The couple was also concerned that they weren’t doing an adequate job of passing on their commitment to community to their children and grandchildren. While they had some conversations about their business goals with their children, they did not have a family culture that encouraged similar discussion about their giving priorities. As much as the Johnstones wanted to create a legacy for causes they support, they also wanted to create a legacy of giving that would carry on through their family for generations to come. 

Without family engagement or a directed giving focus, Joe and Marilyn were starting to feel like administering their foundation was more of a headache than an enjoyable and meaningful pursuit. They shared this disappointing conclusion with their trusted investment advisor, who suggested they talk to Janice Loomer Margolis about ways to streamline their philanthropy and use it to engage in a cross-generational dialogue with their children and grandchildren.

In their real estate business, the couple always hired the best experts they could find. Thanks to their investment advisor, they realized that they needed to use the same professional approach with their giving if they were going to maximize their philanthropic impact and provide a culture of giving to the next generation.


The Process

Janice met with Joe and with Marilyn and then with each of their children, asking them a set of questions and learning more about what they valued. She immediately noticed that the family members shared many common interests and values, but in some cases these values were expressed differently.
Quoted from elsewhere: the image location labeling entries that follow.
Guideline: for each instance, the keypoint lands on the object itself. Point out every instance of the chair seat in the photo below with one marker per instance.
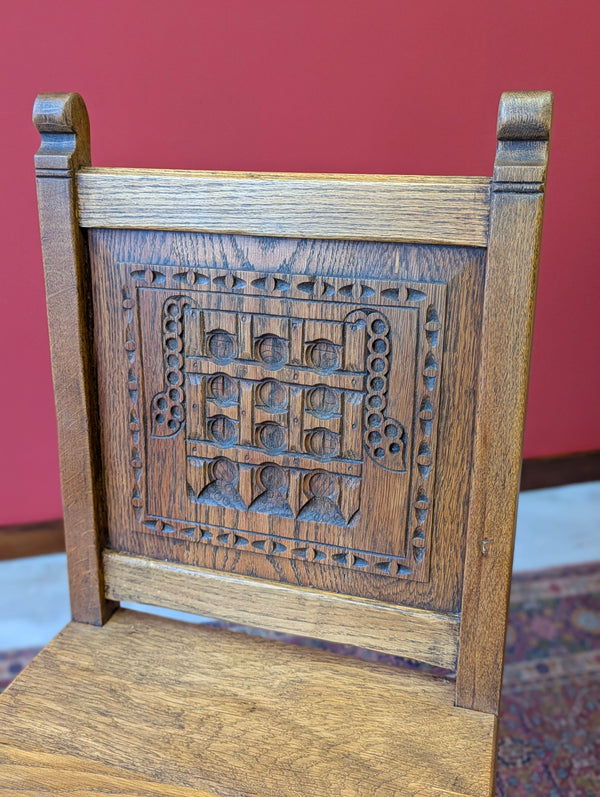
(150, 706)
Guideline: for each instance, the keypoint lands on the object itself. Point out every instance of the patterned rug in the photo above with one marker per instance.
(550, 720)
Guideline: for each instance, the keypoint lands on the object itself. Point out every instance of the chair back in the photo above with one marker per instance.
(296, 401)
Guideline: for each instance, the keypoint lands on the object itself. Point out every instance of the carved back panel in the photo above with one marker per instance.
(296, 401)
(289, 408)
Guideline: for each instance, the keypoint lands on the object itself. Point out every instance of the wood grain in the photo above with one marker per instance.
(393, 528)
(224, 713)
(426, 210)
(63, 123)
(400, 631)
(511, 280)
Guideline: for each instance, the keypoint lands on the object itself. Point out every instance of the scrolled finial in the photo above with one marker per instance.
(524, 124)
(63, 122)
(525, 116)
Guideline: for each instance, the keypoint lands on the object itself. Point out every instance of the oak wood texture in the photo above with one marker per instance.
(515, 232)
(36, 539)
(542, 472)
(315, 387)
(237, 716)
(31, 539)
(400, 631)
(389, 528)
(436, 210)
(63, 123)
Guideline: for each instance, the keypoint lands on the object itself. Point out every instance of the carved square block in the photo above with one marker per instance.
(289, 415)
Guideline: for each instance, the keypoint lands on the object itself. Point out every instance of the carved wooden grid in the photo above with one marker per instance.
(281, 413)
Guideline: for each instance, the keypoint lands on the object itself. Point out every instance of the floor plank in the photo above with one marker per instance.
(198, 708)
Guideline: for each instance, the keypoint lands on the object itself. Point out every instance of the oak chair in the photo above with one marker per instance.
(295, 402)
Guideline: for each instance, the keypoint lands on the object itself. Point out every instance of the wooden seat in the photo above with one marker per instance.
(293, 402)
(229, 714)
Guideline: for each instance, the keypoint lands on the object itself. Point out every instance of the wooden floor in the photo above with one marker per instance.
(152, 706)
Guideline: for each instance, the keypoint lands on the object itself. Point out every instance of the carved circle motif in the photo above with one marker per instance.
(224, 470)
(221, 345)
(222, 430)
(167, 407)
(272, 350)
(323, 402)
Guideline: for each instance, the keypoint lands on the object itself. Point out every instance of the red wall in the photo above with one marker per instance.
(302, 85)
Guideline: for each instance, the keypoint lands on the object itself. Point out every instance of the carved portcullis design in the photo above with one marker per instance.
(320, 413)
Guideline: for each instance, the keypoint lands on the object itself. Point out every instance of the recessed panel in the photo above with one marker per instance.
(284, 417)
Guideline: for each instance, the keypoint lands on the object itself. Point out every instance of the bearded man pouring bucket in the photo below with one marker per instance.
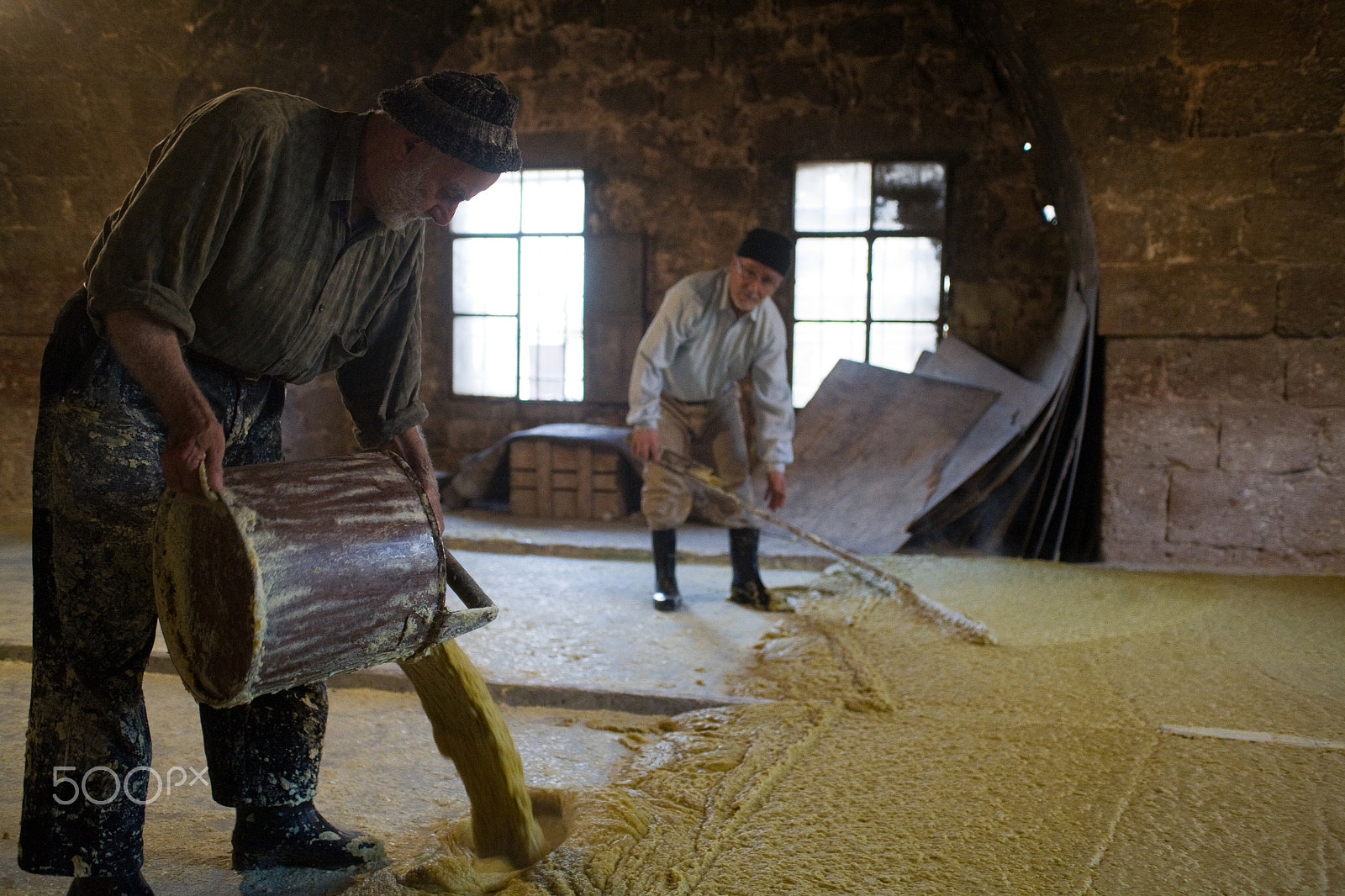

For example, they all wanted to help people in need, but the parents, who were active in their church, were drawn to religion-based social causes while the younger generation was more interested in secular social and environmental justice.    

Next, Janice facilitated a family meeting where she reviewed the findings of the individual sessions, identified the similarities and differences amongst family members and laid the groundwork for a process to develop a family philanthropy plan. 

Through a number of subsequent meetings, she drew from her arsenal of tools and exercises to help the family members determine and communicate their core values, desired outcomes and talk honestly about how they felt about money. This type of meaningful conversation was new territory for the family. At first they were cautious, but with Janice’s sensitive approach to facilitation, the conversations became more comfortable and heartfelt. This allowed them to find common ground and come together to develop vision and mission statements as guideposts and touchstones for their family philanthropic plan.

From there, Janice helped the Johnstones prioritize their areas of interest and develop grant-making eligibility and criteria for their foundation. They set up different mini funds within the foundation—for social services, environmental justice and health. They established grant guidelines for each fund and created a grant application form that would gather the information they needed to make decisions that aligned with their vision and mission. They discussed the level of involvement that each member of the family wanted to have with the process and with the causes and left room for that commitment to change in the future if so desired. 

The family also set up a special mini fund that the grandchildren could distribute under the guidance of their parents and grandparents. 


Carrying out the plan going forward

The Johnstones greatly appreciated the unbiased and sensitive guidance Janice gave them and have asked her to continue to work with their foundation. She helps to evaluate proposals, identifying organizations and projects that align with their giving plan. She also monitors and assesses the giving process to ensure it continues to meet the Johnstones’ philanthropic objectives, vision and mission. The Johnstones also continue to consult with their lawyer, accountant and financial advisors about the tax advantages of certain giving options.

With their philanthropy plan and team in place, Marilyn, Joe and their children now report that they enjoy making grants and find the process and its outcomes very satisfying. They have also found that being given a safe and structured forum to open up to one another about the things that are most meaningful to them has improved their overall family dynamic and their relationships with one another.